# Build Example Directory

This project is a search engine that will find lost files. To test the code, I will need a directory with many files within. This notebook populates a directory of empty subdirectories.

## Get subdirectories inside of the dir

In [25]:
import os

print(os.getcwd())
print(os.listdir())

example_dir = os.path.join(os.getcwd(), os.listdir()[2])
print("\nEmpty Example Dir: ", example_dir)

c:\Users\hunte\OneDrive\Documents\Coding Projects\Imprecision-Search
['Build-Corpus.py', 'build_example_dir.ipynb', 'example_directory']

Empty Example Dir:  c:\Users\hunte\OneDrive\Documents\Coding Projects\Imprecision-Search\example_directory


In [63]:
import os

def gather_subdirs(directory, subdir_list=None):
    '''
    This function recursively gathers all subdirectories of a 
    given directory. It returns a list of all subdirectories.
    '''
    # If no list is given, create a new list
    if subdir_list is None:
        subdir_list = []
        
    # Loop over all files and directories in the given directory
    for name in os.listdir(directory):

        # Create the full path to the file or directory
        path = os.path.join(directory, name)

        # If the path is a directory, append it to the list
        if os.path.isdir(path):
            subdir_list.append(path)

            # Call the function recursively with the new path
            gather_subdirs(path, subdir_list)
            
    return subdir_list



# Call the function
subdirs = gather_subdirs(example_dir)
print("\nSubdirectories: ", subdirs[:2])



Subdirectories:  ['c:\\Users\\hunte\\OneDrive\\Documents\\Coding Projects\\Imprecision-Search\\example_directory\\subdir', 'c:\\Users\\hunte\\OneDrive\\Documents\\Coding Projects\\Imprecision-Search\\example_directory\\subdir\\subdir-recursion-level-1']

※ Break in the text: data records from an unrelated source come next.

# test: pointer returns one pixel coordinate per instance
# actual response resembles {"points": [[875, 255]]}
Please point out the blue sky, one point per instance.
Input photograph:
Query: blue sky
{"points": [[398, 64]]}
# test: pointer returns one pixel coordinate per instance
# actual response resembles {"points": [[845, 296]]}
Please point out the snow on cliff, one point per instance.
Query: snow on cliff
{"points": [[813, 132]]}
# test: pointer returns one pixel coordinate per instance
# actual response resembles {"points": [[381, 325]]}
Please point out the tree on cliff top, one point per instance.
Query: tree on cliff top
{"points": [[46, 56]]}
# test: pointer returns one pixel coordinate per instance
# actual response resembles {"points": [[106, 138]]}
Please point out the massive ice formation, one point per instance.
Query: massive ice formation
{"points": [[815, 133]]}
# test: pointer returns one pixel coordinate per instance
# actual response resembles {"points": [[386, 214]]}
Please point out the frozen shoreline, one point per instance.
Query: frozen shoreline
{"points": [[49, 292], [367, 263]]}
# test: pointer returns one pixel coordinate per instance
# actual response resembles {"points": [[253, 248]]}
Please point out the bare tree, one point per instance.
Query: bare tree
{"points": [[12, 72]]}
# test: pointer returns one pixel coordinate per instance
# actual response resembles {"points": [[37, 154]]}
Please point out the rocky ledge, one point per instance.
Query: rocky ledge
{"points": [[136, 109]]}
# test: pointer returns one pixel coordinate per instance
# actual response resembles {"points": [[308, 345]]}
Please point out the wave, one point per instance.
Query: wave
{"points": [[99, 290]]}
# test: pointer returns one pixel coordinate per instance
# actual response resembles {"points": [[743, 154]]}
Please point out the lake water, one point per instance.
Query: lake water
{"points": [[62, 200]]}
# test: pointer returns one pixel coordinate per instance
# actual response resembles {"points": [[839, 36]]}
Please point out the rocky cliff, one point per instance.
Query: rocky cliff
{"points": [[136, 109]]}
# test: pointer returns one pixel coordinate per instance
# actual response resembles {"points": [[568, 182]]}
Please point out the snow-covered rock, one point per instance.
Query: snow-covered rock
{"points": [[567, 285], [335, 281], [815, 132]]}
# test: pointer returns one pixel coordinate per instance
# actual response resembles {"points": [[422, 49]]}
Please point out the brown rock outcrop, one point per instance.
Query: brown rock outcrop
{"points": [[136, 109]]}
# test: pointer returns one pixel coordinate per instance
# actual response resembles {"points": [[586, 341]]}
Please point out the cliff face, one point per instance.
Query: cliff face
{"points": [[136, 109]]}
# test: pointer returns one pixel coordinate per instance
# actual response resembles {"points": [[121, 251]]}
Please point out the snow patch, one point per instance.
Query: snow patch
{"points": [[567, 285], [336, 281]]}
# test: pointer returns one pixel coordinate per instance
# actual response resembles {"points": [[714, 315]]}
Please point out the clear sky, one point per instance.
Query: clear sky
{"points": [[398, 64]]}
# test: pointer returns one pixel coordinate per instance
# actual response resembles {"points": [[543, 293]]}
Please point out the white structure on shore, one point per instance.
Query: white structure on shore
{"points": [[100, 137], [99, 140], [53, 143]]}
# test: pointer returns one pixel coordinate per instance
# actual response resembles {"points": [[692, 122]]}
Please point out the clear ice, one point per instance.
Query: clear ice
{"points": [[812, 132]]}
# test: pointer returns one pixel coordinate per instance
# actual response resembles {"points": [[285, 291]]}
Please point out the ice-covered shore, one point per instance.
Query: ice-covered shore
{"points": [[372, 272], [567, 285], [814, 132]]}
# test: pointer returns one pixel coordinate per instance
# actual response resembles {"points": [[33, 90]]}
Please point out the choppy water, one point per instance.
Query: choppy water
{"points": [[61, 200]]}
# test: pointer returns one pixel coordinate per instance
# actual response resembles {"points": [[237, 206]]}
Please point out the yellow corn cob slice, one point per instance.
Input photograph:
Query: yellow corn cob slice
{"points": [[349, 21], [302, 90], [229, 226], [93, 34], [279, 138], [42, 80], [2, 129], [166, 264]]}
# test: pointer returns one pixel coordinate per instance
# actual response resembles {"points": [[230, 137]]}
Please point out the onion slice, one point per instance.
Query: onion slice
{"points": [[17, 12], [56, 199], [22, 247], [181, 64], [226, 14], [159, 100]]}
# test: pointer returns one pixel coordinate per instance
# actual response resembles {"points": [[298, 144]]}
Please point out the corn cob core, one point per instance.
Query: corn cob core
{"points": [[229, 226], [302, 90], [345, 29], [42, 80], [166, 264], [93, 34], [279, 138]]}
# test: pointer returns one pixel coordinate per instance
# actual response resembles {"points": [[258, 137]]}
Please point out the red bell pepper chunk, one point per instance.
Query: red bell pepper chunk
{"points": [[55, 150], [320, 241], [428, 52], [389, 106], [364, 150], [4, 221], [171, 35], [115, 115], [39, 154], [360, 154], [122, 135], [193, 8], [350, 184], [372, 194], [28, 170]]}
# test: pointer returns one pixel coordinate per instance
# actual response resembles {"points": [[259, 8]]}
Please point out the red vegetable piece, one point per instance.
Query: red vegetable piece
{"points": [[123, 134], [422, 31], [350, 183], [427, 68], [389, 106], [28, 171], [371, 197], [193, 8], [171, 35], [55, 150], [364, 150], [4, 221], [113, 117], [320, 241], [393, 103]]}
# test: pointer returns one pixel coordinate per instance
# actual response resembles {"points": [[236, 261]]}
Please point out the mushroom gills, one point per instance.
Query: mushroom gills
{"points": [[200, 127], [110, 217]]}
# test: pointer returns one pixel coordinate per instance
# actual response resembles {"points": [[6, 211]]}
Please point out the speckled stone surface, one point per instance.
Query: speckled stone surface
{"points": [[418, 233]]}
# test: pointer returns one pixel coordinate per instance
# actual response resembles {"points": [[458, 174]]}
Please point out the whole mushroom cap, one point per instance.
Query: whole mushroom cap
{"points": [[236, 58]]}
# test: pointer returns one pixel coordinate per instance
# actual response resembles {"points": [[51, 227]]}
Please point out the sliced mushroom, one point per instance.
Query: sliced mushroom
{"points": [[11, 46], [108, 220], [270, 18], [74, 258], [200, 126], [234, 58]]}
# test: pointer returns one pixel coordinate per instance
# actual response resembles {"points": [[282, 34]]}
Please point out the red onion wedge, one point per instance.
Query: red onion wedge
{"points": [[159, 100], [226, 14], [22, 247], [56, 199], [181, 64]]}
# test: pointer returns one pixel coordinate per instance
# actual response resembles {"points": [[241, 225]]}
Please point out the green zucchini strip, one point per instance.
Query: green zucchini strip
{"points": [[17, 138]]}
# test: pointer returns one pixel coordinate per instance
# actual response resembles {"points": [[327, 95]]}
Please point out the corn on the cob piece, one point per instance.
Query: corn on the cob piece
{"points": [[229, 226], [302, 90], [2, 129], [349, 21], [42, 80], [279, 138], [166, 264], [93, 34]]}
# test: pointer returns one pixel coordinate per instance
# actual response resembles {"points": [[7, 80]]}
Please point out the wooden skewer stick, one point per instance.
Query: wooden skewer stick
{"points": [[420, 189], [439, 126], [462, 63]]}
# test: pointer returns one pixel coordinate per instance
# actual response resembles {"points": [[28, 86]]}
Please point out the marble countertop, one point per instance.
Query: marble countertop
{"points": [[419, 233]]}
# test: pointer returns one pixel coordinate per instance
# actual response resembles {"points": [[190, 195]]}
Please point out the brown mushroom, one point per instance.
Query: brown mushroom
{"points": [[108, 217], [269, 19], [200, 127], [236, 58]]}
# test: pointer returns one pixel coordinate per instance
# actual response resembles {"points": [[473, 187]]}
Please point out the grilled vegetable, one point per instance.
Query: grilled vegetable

## Get Examples to Fill Dir With

I am going to populate the subdirectories just attained with examples from the glue microsoft research paraphrase corpus

In [43]:
from datasets import load_dataset

# loading in the General Language Understanding Evaluation (GLUE) dataset
# mrpc stands for Microsoft Research Paraphrase Corpus
mrpc = load_dataset("glue", "mrpc")

mrpc

DatasetDict({
    train: Dataset({
        features: ['sentence1', 'sentence2', 'label', 'idx'],
        num_rows: 3668
    })
    validation: Dataset({
        features: ['sentence1', 'sentence2', 'label', 'idx'],
        num_rows: 408
    })
    test: Dataset({
        features: ['sentence1', 'sentence2', 'label', 'idx'],
        num_rows: 1725
    })
})

In [57]:
import pandas as pd

# Assuming `mrpc` is your DatasetDict object
train_dataset = mrpc['train']

# Convert the 'sentence1' column to a Pandas Series
examples = pd.Series(train_dataset['sentence1'])

# Show the first few entries
examples.head()

0    Amrozi accused his brother , whom he called " ...
1    Yucaipa owned Dominick 's before selling the c...
2    They had published an advertisement on the Int...
3    Around 0335 GMT , Tab shares were up 19 cents ...
4    The stock rose $ 2.11 , or about 11 percent , ...
dtype: object

## Write a single example to txt file 3 times inside each dir

In [65]:
print(len(subdirs))

#for all subdirs
for i, subdir in enumerate(subdirs):
    for j in range(3):
        # print examples from examples series into txt file
        with open(os.path.join(subdir, f"document{i+j}.txt"), "w") as f:
            f.write(examples[i+j])

39